For year one, tenth graders at the newly formed charter met with representatives from 17 area businesses. On Thursday (Oct. 19), the number had risen to 35 with representatives from a mix of public entities and small businesses. Participants included the Sebastian County Sheriff’s Office, United States Army, University of Arkansas at Fort Smith (UAFS), Peachtree Hospice, and Williams, Weldon, & Lick, to name a few.

If it’s anything like last year, the events will lead to internships that allow students to test and expand their interests, Oden said, adding the internship program has given students the chance to build websites, design magazine covers, and even provide dispatch support for law enforcement.
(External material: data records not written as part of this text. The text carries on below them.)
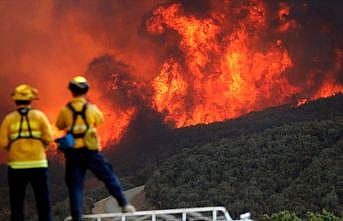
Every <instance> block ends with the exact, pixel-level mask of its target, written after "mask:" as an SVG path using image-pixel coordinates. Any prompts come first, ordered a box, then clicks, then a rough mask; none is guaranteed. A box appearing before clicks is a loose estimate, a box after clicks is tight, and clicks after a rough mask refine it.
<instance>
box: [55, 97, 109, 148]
mask: <svg viewBox="0 0 343 221" xmlns="http://www.w3.org/2000/svg"><path fill="white" fill-rule="evenodd" d="M69 103H70V104H71V105H72V107H73V108H74V109H75V110H76V111H81V110H82V108H83V105H84V104H85V103H87V100H86V99H85V98H84V97H75V98H73V99H72V100H71V101H70V102H69ZM85 114H86V119H87V123H88V125H89V128H95V127H96V126H98V125H99V124H101V123H102V122H103V114H102V112H101V111H100V110H99V109H98V108H97V106H96V105H94V104H90V103H89V102H88V106H87V109H86V113H85ZM72 124H73V112H72V110H70V108H68V106H64V107H63V108H62V110H61V112H60V114H59V115H58V117H57V121H56V126H57V128H58V129H60V130H66V131H70V130H71V127H72ZM86 130H87V125H86V123H85V122H84V120H83V119H82V118H81V117H77V118H76V121H75V125H74V129H73V133H75V134H82V133H85V132H86ZM82 147H85V143H84V139H83V138H82V137H81V138H75V146H74V148H82Z"/></svg>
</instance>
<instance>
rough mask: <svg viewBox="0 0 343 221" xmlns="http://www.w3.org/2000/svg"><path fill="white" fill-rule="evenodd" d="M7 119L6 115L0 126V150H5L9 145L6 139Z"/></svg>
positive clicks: (6, 131) (7, 126) (8, 126)
mask: <svg viewBox="0 0 343 221" xmlns="http://www.w3.org/2000/svg"><path fill="white" fill-rule="evenodd" d="M8 127H9V119H8V118H7V117H6V118H5V119H4V120H3V121H2V124H1V127H0V150H6V149H7V148H8V145H9V139H8Z"/></svg>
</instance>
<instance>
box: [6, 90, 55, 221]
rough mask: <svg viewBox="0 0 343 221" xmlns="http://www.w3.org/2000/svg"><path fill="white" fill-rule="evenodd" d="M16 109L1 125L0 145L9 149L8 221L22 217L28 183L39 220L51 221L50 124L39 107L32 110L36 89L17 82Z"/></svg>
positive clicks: (19, 218) (50, 136) (45, 116)
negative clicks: (48, 165)
mask: <svg viewBox="0 0 343 221" xmlns="http://www.w3.org/2000/svg"><path fill="white" fill-rule="evenodd" d="M12 98H13V100H14V101H15V103H16V106H17V110H15V111H13V112H11V113H9V114H8V115H7V116H6V117H5V118H4V120H3V122H2V124H1V128H0V148H1V149H3V150H6V151H7V152H8V182H9V189H10V204H11V221H22V220H24V197H25V189H26V186H27V185H28V184H31V186H32V188H33V191H34V195H35V199H36V205H37V209H38V215H39V220H40V221H50V220H51V203H50V195H49V188H48V169H47V167H48V161H47V158H46V154H45V151H46V148H47V147H48V145H49V143H50V142H51V141H52V135H51V134H52V131H51V125H50V123H49V121H48V119H47V117H46V116H45V115H44V114H43V113H42V112H41V111H39V110H36V109H32V108H31V106H30V104H31V101H32V100H36V99H37V90H36V89H35V88H32V87H31V86H29V85H25V84H23V85H19V86H18V87H16V88H15V90H14V92H13V93H12Z"/></svg>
“We had a girl in the NICU, and she would take care of the babies. She ended up putting together two 100-page journals from what the doctor would tell her to look up and study. They’ve also done hospice and palliative care, and they’ve actually been at the bedside when someone had passed,” Oden said.

She continued: “The things these kids have learned and how they’ve progressed – even our new teachers will say there is an obvious distinct difference from the tenth graders to the eleventh graders because of the way we did our program last year.”

For Thursday’s event, the 150 students attending Future School were divided into four groups and ushered into the school’s gymnasium. They were given three minutes to have a dialogue with a business representative who would provide a business card for future follow-up. At the end of the three minutes, students would rotate to a new table and the timer would reset.

Antania, a student at Future School, credited the event with helping her develop “really good questions” to ask area businesses as she went along.

“The first time through I was a little nervous, but it was something I was interested in, so I was comfortable asking questions,” she told Talk Business & Politics, adding that by the third time through, “it was easy. I had some really good questions, they gave some really good answers, and I was totally comfortable.”

Antania secured her internship with a local photography studio several weeks ago, stating she was “not quite sure I’d be interested in it, but after talking to (the owner) and seeing different challenges that she went through, I thought, ‘I could see myself doing this 10 years down the road.'” Antania is now working on a photography project that will exhibit at the Fort Smith Regional Art Museum. Arvest Bank will house the installation at one of their local branches once the museum exhibit is over.

Oden said the goal of the internship program is to help students build a toolbox of transferable skills, and with this being the second year, “this will be the first time they switch over, and it’s really nice because if they didn’t like the first internship and realized, ‘Oh I don’t want to be a nurse,’ now they don’t have to be a nurse.”

Oden continued: “There is nothing tying them down, and they don’t have to spend money on a degree program to figure that out. So now they can say, ‘I want to be a game designer.’ They’re getting to feel around and discover things with a mentor who’s hands-on and will actually work with them. Their interests change so much. One week they want to be in cosmetology, and the next week they want to be a fashion designer, and then they want to be a nurse. That’s the great thing about being a kid. You can change your mind. And then if you have people to support you and mentor you along the way, that’s a no-fail.”